Another important distinction between operating systems and encyclopedias is the nature of the source code. Linux source code is written in a mixture of assembly language and C/C++ that must be compiled and linked for execution. Wikipedia articles are written in a custom markup language that includes a TeX-like formula typesetting system, but which otherwise hardly merits being described as source code. I am not quibbling over semantics. Source code for operating systems must conform to a strict grammar and set of semantic rules whose violation is immediately disclosed when the code is compiled and linked. Acquiring the ability to write such code is a significant barrier to playing in the Linux game. By contrast, anyone who is literate enough to reach the Wikipedia site is capable of writing or editing articles, at least if he is unconcerned with links or formulas. A person of reasonable intelligence can figure out links and other formatting from examples within a few minutes. Formula typesetting is considerably more difficult -- but I have already pointed out that mathematical articles tend to be much better than average, and I believe that this is another part of the explanation for it.

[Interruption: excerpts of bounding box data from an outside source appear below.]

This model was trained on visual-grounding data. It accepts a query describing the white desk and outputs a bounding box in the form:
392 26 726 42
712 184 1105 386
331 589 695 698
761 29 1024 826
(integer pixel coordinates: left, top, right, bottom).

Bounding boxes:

But it is neither the conflicts of interest between consumers and producers, nor the relative lack of entry barriers to writing "source code," that is the most important difference between Linux and Wikipedia. The most important and damaging distinction is the lack of a decent validation procedure for Wikipedia.

I make my living as a computational physicist, which means that much of my time is spent developing software that is supposed to perform useful scientific calculations for me or my customers. Because I work at a federally funded research and development center (LANL), I am somewhat insulated from market forces, though less than you might think. I cannot maintain my competitive advantage as a computational physicist unless I am able to quickly detect and repair defects in my software. Our group has adopted a number of practices to assure software quality, including Design By Contract, peer reviews, and adoption of coding standards; but one of the most important practices is levelized design and unit testing.

When I implement new features in our software, I am expected to break these features into discrete units that fit into a level hierarchy. These units can call upon services provided at lower levels of the hierarchy, but not on services from the same level or higher. This means that each unit can be tested independently of other units at the same level or higher. These unit tests are meant to tell us at once whether a unit of software is doing what it is supposed to be doing. They also serve as regression tests: If we modify a unit of software, we can immediately double check that the software still correctly does all the things it correctly did last week. We do this by invoking a script that runs the unit test suite.

I am almost certain that the major Linux distributors use a similar model. Yes, their source is open -- you can get a copy and do what you like with it -- but they are under no obligation to take back your modifications, and will do so only if your modifications appear to be an improvement and if they pass all the existing unit tests.

Now contrast this with Wikipedia. How do you validate an article in Wikipedia? How do you perform automatic regression testing to ensure that articles only improve with time? As a former editor with Encyclopedia Brittanica, McHenry is familiar with the tedious validation process used by publishers of conventional encyclopedias:

I was once an encyclopedia editor, but I wasn't one just because I said so. It's not like being an artist, after all. When I began I first learned to proofread, then to fiddle about with galleys and page proofs, then to fact-check, then to write clearly and concisely, and so on; at length I learned (so we agreed to say) editorial judgment. Late in my days I took a hand in training others. There really is something to the job -- skills, knowledge, experience, and maybe even a touch of talent.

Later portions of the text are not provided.